Elma Napier
Elma Napier was the grandmother of historian Lennox Honychurch and the first woman to be elected to a Caribbean parliament. She was born Elma Gordon-Cumming in 1892 in Scotland, the daughter of Sir William Gordon-Cumming and Florence Josephine Gordon-Cumming.
Sir William Gordon-Cumming was a Lieutenant-Colonel in the 4th Battalion of The Scots Guards who fell out of favour with Prince of Wales (later King Edward VII) and Queen Victoria in 1891 for the Royal Baccarat Scandal and was subsequently dismissed from the army. The family’s fortune dwindled following the ordeal and the estate of his heiress wife slumped in the marriage.

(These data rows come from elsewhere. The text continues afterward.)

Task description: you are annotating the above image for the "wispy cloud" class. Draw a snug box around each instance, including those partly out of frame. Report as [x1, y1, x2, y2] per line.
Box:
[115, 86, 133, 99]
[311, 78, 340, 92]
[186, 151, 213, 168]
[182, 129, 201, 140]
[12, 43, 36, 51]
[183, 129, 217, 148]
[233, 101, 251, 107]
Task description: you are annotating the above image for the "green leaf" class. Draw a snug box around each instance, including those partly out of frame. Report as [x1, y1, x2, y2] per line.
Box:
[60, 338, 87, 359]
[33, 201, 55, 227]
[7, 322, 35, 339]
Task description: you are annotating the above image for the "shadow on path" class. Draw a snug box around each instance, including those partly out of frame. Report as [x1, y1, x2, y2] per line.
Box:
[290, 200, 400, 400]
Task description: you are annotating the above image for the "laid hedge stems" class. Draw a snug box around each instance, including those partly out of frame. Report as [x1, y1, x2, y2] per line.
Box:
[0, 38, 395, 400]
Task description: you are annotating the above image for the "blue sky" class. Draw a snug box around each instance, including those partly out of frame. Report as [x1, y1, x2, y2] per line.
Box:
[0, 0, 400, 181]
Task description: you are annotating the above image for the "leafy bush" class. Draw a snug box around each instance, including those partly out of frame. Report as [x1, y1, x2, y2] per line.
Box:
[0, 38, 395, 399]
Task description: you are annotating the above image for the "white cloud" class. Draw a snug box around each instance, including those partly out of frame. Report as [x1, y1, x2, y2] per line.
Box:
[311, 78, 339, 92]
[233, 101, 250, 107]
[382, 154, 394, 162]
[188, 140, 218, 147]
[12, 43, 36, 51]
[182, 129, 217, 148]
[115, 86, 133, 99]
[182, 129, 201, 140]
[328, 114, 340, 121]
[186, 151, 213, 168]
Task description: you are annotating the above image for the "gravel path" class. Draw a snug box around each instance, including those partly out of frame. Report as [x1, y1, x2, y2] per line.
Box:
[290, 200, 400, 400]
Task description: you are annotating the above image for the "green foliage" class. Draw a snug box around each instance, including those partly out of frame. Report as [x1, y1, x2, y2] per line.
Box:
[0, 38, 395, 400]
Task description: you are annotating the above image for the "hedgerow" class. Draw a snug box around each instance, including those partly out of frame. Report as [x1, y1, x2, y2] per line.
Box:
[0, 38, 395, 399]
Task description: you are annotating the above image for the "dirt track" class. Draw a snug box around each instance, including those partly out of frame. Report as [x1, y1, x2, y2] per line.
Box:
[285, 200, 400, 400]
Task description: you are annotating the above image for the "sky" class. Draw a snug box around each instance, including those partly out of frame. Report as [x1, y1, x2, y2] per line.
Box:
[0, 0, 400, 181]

Elma married Captain Maurice Anthony Crutchley Gibbs in 1912 and they had two children – Ronald and Daphne. The couple moved to Australia where they lived for 9 years. Elma sued to divorce her husband when she met and fell in love with another Englishman, Lennox Pelham Napier. She got her divorce and lost custody of her two children before marrying Napier in 1924 and had two other children – Patricia and Michael.
Elma and Napier visited Dominica on a Caribbean cruise ship in 1931 but returned to the island and settled near the village of Calibishie in 1932. The named the house they built Pointe Baptiste. Lennox Napier died in 1940 and Elma later joined politics. She won an election to Dominica’s Legislative Council and worked to develop local government and grassroots politics. She also worked on forest conservation while several foreign guests such as Princess Margaret, Somerset Maugham, Patrick Leigh Fermor, and Noel Coward visited her residence at Pointe Baptiste.
At different times of her life, Elma Napier came to be known as Elma Gibbs and Elizabeth Garner. In the 1930s, she wrote two novels – Duet in Discord (1936) and A Flying Fish Whispered (1938). She also wrote three memoirs – Youth is a Blunder (1948), Winter is in July (1949), and Black and White Sands (written in 1962 but published in 2009). She had earlier written Nothing So Blue (1927) and Carnival in Martinique (1951).
Elma Napier died in 1973, aged 81, in Calibishie. She was buried beside her late husband in Pointe Baptiste. The Dominican government honoured her posthumously by putting her portrait on a postage stamp.